Consequently, excellent correlations between the increase of normalized oversized particle with RMS roughness and the scratch density were established (Fig. 9). In both figures, points near the origin correspond to slurries circulated by centrifugal pumps that have less effect of pump-induced particle agglomeration and less defectivity during the polishing. Points far off from the origin correspond to slurries circulated by positive displacement pumps that have more oversized particles and surface defectivity.

9. There is excellent correlation between the increase of normalized oversized particles with scratch density and root mean square (RMS) roughness.

Conclusion

Positive displacement pumps (bellows and a diaphragm) cause significant agglomeration (oversized particles) in low-k slurries. The magnitude of pump-induced slurry agglomeration depends on the shear stress and chemical nature of the slurry. The normalized oversized particle distributions show that the maglev centrifugal pump caused less shear flow and did not show any significant particle agglomeration in low-k slurries.

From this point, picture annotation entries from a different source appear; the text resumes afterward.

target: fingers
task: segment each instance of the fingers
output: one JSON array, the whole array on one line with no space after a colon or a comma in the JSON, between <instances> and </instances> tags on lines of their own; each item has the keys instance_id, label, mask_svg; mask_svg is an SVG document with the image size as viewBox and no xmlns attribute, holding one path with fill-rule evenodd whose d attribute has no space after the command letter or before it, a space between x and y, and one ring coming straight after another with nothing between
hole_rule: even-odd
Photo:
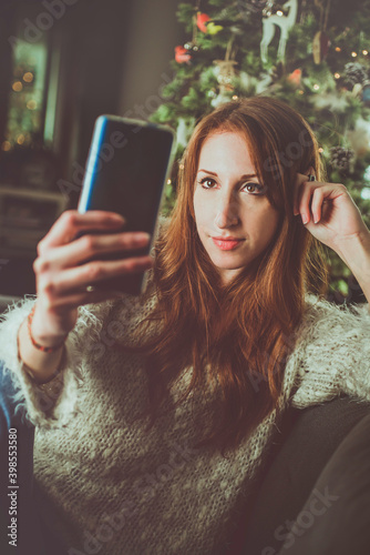
<instances>
[{"instance_id":1,"label":"fingers","mask_svg":"<svg viewBox=\"0 0 370 555\"><path fill-rule=\"evenodd\" d=\"M40 255L51 246L60 246L71 242L79 231L119 230L125 223L124 218L115 212L103 210L89 210L80 214L76 210L66 210L52 225L49 233L40 241L38 254Z\"/></svg>"},{"instance_id":2,"label":"fingers","mask_svg":"<svg viewBox=\"0 0 370 555\"><path fill-rule=\"evenodd\" d=\"M306 180L301 178L306 178ZM305 225L311 220L319 223L322 219L322 206L326 202L333 201L342 194L347 194L347 189L340 183L307 181L307 176L298 174L295 188L294 214L300 214Z\"/></svg>"},{"instance_id":3,"label":"fingers","mask_svg":"<svg viewBox=\"0 0 370 555\"><path fill-rule=\"evenodd\" d=\"M86 286L92 283L127 273L144 272L152 266L153 260L150 256L135 256L114 261L96 260L78 268L70 268L62 272L47 272L41 274L38 290L40 294L49 299L74 293L82 293L83 296ZM79 289L82 291L79 291ZM92 299L92 296L90 299Z\"/></svg>"},{"instance_id":4,"label":"fingers","mask_svg":"<svg viewBox=\"0 0 370 555\"><path fill-rule=\"evenodd\" d=\"M106 230L105 230L106 231ZM147 245L147 233L124 232L105 235L83 235L62 246L48 249L33 264L34 271L45 272L51 268L62 270L81 264L99 254L130 251Z\"/></svg>"}]
</instances>

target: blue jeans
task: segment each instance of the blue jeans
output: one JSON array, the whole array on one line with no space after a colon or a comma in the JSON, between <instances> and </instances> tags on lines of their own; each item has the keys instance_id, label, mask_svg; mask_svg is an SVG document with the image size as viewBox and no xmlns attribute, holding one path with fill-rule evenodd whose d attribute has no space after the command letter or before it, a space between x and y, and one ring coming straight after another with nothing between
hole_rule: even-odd
<instances>
[{"instance_id":1,"label":"blue jeans","mask_svg":"<svg viewBox=\"0 0 370 555\"><path fill-rule=\"evenodd\" d=\"M64 555L42 522L33 478L34 426L13 401L16 387L0 361L0 553ZM16 547L17 545L17 547Z\"/></svg>"}]
</instances>

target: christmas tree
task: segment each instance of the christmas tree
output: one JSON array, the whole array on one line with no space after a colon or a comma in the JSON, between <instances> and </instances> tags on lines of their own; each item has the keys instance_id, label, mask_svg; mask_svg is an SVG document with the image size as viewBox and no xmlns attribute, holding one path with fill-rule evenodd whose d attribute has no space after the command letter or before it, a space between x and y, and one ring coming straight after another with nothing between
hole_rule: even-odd
<instances>
[{"instance_id":1,"label":"christmas tree","mask_svg":"<svg viewBox=\"0 0 370 555\"><path fill-rule=\"evenodd\" d=\"M219 103L280 98L310 123L327 181L348 188L370 228L370 0L197 0L179 3L177 18L188 41L176 46L175 78L151 117L177 130L177 162L196 122ZM176 173L175 163L166 214ZM329 299L357 300L351 272L326 252Z\"/></svg>"}]
</instances>

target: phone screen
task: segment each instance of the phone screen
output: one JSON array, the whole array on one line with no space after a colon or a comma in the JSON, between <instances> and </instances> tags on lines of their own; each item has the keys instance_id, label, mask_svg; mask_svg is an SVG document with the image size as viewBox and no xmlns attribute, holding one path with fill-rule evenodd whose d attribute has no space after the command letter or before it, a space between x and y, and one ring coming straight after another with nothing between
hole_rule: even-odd
<instances>
[{"instance_id":1,"label":"phone screen","mask_svg":"<svg viewBox=\"0 0 370 555\"><path fill-rule=\"evenodd\" d=\"M153 239L169 171L173 140L173 131L162 125L111 115L99 117L88 157L79 212L117 212L126 219L123 231L146 231ZM104 258L145 255L151 248L152 244ZM125 275L109 283L99 283L99 286L140 294L143 274Z\"/></svg>"}]
</instances>

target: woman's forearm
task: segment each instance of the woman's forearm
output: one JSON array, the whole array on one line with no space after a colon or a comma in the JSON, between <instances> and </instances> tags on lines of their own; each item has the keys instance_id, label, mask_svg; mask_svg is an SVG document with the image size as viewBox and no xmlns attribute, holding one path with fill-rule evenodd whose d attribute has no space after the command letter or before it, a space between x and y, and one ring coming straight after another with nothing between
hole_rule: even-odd
<instances>
[{"instance_id":1,"label":"woman's forearm","mask_svg":"<svg viewBox=\"0 0 370 555\"><path fill-rule=\"evenodd\" d=\"M18 347L21 361L38 383L48 382L52 377L61 364L64 349L61 345L51 353L38 350L31 342L27 320L22 322L18 332Z\"/></svg>"},{"instance_id":2,"label":"woman's forearm","mask_svg":"<svg viewBox=\"0 0 370 555\"><path fill-rule=\"evenodd\" d=\"M370 234L360 234L341 242L337 252L351 270L370 304Z\"/></svg>"}]
</instances>

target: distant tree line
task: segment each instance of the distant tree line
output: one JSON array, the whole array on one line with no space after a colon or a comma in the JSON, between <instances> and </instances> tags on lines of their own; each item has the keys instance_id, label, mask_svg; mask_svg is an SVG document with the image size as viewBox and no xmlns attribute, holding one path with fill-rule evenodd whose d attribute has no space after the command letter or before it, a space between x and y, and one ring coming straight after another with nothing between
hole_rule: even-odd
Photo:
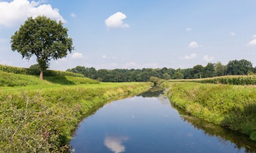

The slow aggregation model demonstrated the stress effect on particle agglomeration and had an excellent agreement with the experimental data. Based on our simulated model and experimental results, the average shear stress in a positive displacement pump is ~100× higher than that of a maglev centrifugal pump. High shear flow generated by positive displacement pumps increased the distribution of oversized particles, leading to significantly increased surface defectivity (scratches or roughness) during CMP, whereas less defectivity was found in slurries circulated by centrifugal pumps. Excellent correlation was established between the roughness/defect density and the degree of agglomeration.